Deux études viennent cependant nuancer les résultats de ces études cliniques. Jahanshahi et al. (1995) ont en effet mis en évidence une hypoactivation de l’AMS uniquement lors de mouvements spontanés, et non provoqués, chez des patients parkinsoniens. A l’inverse, Ikeda et al. (1997) ont décrit une forte réduction d’amplitude, voire une absence, de la CNV chez des patients parkinsoniens atteints de troubles sévères, le RP étant cette fois produit normalement. Ces données contradictoires, ajoutées à la démonstration de l’absence de RP, mais de la présence d’une CNV, chez des patients cérébello-lésés (Ikeda et al., 1994), ont conduit ces auteurs à conclure à l’existence de mécanismes sous-corticaux distincts dans la génération des deux potentiels. Alors que la CNV reposerait sur l’intégrité des ganglions de la base, le RP impliquerait plutôt le système cérébelleux efférent (Ikeda & Shibasaki, 1995). La découverte de sources d’activation de la CNV, et non du RP, dans les aires cérébrales postérieures (Brunia & van Boxtel, 2001 ; Elbert et al., 1994 ; Gomez et al., 2001), le thalamus (Rektor et al., 2001) ou encore le lobe temporal (Lamarche et al., 1995) pourraient confirmer cette hypothèse.
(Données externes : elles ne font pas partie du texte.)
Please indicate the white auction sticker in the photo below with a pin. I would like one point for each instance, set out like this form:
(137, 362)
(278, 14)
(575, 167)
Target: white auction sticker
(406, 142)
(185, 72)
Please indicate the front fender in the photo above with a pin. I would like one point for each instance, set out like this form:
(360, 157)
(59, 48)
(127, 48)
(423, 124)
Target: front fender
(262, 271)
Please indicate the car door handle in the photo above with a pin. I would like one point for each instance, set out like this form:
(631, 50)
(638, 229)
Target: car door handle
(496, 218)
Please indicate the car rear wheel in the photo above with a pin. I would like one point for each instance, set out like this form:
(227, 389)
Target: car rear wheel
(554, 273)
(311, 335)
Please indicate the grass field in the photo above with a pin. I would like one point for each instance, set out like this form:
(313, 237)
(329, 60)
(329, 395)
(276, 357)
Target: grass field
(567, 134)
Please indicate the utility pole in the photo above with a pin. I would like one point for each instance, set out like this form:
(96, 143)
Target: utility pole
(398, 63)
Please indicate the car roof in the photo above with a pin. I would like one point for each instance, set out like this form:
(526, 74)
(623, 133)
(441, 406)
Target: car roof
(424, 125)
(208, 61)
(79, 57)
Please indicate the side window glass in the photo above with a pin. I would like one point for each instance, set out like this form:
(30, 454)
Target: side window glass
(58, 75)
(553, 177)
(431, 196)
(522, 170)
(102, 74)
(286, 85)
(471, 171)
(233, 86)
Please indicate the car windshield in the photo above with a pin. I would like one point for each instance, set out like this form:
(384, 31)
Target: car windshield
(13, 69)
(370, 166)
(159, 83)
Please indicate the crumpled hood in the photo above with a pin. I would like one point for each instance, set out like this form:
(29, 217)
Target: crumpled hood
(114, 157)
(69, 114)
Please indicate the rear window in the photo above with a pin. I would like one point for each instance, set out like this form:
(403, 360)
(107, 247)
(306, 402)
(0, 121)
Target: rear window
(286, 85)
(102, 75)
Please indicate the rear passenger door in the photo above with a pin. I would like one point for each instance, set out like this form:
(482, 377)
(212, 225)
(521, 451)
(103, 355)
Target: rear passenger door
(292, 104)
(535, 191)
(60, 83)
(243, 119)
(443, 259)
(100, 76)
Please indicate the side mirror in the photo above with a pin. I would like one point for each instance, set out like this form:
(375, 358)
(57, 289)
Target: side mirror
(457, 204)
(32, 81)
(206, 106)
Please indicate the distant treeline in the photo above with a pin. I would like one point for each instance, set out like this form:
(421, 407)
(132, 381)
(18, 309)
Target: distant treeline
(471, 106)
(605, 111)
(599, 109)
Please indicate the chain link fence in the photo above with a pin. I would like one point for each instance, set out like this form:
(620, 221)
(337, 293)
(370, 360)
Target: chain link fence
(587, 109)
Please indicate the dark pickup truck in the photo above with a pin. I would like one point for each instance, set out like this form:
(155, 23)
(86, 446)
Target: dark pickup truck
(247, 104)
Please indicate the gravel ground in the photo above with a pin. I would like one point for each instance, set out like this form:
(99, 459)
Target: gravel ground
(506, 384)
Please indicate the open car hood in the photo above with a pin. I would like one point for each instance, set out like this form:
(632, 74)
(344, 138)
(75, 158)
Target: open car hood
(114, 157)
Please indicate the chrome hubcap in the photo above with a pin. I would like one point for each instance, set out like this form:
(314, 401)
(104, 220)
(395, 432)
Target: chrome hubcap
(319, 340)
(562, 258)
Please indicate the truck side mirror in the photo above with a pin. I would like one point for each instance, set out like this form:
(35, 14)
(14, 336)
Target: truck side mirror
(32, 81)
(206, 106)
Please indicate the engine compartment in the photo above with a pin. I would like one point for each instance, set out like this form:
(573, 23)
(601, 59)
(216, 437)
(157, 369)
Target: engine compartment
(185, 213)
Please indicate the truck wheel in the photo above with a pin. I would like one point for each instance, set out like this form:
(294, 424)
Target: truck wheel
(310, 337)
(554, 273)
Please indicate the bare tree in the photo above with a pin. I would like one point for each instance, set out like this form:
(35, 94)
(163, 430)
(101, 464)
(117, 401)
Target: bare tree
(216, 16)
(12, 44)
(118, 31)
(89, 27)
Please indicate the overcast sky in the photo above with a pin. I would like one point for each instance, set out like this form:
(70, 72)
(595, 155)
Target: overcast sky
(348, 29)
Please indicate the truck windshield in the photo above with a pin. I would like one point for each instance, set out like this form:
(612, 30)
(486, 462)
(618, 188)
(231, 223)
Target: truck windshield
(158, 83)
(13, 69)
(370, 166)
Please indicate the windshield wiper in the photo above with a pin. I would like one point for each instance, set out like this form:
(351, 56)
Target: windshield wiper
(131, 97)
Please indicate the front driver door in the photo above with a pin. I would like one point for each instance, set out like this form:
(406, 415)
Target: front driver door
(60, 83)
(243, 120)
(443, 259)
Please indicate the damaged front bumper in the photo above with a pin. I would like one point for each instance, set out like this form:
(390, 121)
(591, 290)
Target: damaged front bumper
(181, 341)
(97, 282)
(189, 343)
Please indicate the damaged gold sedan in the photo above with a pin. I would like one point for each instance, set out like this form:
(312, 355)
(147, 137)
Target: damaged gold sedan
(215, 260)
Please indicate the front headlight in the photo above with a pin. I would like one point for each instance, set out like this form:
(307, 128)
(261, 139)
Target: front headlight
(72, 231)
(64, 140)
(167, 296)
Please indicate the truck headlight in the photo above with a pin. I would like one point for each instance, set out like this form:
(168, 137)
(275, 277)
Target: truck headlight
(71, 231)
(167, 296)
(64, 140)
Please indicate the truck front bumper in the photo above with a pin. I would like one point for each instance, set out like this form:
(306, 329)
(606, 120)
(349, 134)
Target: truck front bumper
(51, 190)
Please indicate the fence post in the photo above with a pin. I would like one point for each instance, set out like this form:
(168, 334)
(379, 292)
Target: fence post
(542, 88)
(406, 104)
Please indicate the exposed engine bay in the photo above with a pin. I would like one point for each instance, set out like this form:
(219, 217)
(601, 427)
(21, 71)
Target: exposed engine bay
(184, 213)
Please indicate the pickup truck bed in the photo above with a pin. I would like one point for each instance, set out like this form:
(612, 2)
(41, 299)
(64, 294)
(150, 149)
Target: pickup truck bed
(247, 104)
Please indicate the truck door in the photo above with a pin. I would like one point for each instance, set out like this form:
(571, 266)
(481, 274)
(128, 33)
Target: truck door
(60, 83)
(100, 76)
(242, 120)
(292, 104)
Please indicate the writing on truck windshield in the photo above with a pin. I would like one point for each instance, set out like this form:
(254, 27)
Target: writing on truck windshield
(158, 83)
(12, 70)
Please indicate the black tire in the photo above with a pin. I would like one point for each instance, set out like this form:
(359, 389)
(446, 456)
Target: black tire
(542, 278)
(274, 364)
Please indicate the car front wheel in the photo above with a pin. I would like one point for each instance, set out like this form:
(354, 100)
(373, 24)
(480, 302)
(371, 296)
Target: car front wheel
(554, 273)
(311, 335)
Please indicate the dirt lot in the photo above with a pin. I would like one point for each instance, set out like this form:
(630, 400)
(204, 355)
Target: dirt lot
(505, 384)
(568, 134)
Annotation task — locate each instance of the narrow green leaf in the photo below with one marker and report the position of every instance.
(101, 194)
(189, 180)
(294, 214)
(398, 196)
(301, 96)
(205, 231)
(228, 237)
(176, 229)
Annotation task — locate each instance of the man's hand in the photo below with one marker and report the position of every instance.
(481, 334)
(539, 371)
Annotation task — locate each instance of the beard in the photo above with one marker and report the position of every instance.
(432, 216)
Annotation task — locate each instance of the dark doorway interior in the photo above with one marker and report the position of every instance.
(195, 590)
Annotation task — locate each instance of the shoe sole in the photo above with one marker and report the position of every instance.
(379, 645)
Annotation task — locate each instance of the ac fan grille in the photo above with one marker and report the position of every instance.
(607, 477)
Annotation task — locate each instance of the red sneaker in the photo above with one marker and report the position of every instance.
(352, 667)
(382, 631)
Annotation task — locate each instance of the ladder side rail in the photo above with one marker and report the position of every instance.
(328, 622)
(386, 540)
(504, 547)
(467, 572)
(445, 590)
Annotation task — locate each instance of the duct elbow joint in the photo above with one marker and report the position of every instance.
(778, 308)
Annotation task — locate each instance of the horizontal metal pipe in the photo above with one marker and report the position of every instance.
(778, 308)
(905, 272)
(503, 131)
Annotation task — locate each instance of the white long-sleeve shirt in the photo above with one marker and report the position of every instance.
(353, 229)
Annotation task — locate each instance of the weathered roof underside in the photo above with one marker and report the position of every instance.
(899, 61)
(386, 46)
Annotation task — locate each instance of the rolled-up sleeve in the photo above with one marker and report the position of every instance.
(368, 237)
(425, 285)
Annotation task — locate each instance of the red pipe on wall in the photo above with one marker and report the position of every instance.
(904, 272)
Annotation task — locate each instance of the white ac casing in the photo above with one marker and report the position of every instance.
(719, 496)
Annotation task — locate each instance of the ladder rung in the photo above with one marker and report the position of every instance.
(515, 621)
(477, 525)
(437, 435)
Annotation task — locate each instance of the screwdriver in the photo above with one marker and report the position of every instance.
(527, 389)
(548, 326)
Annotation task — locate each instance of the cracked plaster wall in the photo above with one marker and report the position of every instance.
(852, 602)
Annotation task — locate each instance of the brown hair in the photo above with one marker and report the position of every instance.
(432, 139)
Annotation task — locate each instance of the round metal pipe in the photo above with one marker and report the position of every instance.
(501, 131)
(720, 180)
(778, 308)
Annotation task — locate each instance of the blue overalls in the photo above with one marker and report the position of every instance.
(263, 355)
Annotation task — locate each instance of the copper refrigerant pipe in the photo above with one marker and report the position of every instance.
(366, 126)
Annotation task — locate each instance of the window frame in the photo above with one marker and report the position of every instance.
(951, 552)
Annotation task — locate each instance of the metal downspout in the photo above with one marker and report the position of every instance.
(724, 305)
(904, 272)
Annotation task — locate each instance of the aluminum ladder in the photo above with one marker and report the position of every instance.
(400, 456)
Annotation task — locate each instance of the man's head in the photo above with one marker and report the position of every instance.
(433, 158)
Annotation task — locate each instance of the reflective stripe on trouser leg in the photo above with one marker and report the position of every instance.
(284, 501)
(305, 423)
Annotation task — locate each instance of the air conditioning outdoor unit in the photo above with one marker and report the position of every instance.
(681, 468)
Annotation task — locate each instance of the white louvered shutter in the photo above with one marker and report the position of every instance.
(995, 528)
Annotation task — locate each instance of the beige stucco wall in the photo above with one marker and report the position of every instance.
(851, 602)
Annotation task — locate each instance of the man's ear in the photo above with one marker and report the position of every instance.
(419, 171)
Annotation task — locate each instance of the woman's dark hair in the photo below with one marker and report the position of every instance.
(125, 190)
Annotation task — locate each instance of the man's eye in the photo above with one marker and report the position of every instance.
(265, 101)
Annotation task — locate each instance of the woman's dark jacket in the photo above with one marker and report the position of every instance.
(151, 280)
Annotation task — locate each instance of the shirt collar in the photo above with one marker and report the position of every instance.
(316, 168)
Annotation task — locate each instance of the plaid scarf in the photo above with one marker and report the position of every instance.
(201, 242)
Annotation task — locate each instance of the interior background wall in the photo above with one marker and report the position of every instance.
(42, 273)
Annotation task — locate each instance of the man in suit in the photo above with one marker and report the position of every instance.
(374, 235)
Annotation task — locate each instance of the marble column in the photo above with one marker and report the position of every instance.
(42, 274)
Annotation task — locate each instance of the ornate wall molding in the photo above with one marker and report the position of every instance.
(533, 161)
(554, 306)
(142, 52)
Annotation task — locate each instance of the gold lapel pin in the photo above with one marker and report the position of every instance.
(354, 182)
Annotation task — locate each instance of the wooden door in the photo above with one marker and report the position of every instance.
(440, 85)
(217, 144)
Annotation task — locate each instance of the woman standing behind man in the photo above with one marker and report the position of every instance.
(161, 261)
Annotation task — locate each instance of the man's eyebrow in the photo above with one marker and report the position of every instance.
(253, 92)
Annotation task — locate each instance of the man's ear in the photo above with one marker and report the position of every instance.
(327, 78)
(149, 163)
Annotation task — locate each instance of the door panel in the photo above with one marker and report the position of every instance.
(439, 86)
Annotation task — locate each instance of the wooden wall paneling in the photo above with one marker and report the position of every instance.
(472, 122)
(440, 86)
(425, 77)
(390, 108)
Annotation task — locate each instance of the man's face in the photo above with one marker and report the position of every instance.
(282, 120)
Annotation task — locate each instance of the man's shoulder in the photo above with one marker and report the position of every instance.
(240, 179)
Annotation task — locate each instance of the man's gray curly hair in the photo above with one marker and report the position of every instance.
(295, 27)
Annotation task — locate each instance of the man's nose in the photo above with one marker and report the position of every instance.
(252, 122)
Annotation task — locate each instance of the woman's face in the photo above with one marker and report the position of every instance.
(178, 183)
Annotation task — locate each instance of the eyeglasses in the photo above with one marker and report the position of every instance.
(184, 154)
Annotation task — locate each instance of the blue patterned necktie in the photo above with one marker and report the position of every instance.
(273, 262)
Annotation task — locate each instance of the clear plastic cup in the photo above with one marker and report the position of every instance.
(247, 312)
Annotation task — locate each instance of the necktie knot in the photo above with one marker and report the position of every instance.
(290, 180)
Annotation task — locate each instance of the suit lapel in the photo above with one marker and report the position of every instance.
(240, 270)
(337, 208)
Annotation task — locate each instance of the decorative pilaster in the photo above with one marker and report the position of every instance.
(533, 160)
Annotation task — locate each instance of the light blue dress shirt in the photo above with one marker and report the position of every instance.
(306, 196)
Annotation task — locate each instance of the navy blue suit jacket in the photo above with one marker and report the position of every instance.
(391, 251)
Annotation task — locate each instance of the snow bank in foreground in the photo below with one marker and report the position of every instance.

En conclusion, bien que des générateurs corticaux et sous-corticaux quelque peu différents aient été mis en évidence dans certaines études, l’idée d’une similitude entre le RP et la CNV semble avoir fait son chemin. Ces deux potentiels, accompagnant la préparation des mouvements spontanés et provoqués respectivement, sont principalement sous-tendus par les mêmes aires corticales, à savoir d’abord le cortex prémoteur (CA, AMS et PM) puis le cortex moteur primaire (M1). Dans la suite de cette étude, par souci de clarté, nous considérerons ces deux potentiels comme quasi-identiques. En outre, pour éviter l’ambiguïté quant au paradigme « hybride » de « precueing » que nous avons utilisé, nous leur donnerons l’appellation de « potentiel de préparation motrice » ou PPM.